In truth, Adams’s distress proves the enduring power of the financial guardrails placed on New York City in the aftermath of the 1975 fiscal crisis, which required the City Council to enact a balanced budget by July 1 of each year according to generally accepted accounting principles. The resulting austerity was the strong medicine needed to cure Gotham’s fiscal malaise.

These measures effectively held mayors responsible for the fiscal consequences of their decisions. Until Mayor Bill de Blasio’s administration, the city’s seedbed of high-earning taxpayers yielded services that kept disorder at bay and facilitated the flow of visitors and locals to New York’s first-rate attractions. By the time of de Blasio’s election in 2013, city government had found steady sources of tax revenue that endured through most of his tenure, allowing the mayor to ignore his predecessors’ emphasis on economic opportunity and instead balloon the city workforce and quixotically seek to reduce income inequality. The downside of this prosperous period was that it allowed the city to paper over inefficiencies and outdated staffing models. 
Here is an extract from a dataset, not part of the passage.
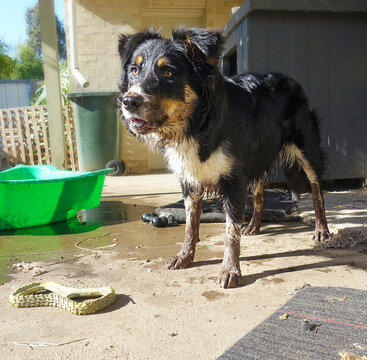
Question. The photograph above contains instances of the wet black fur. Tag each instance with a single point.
(255, 115)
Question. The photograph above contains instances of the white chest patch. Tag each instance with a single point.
(184, 161)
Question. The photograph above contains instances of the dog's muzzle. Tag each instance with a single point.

Now, in an age of fiscal scarcity, Adams must make difficult choices. To plug the migrant-spending hole that’s sinking the city’s fiscal boat, he should challenge the constitutionality of the right to shelter and pare back hotel-to-shelter contracts. He should also work with public-sector leaders to boost productivity, by, for example, integrating AI into workflows, enabling a smaller workforce to maintain the same service standards.

New York City has seen hard times before. The question today is whether its leaders will make the hard decisions needed to steer Gotham out.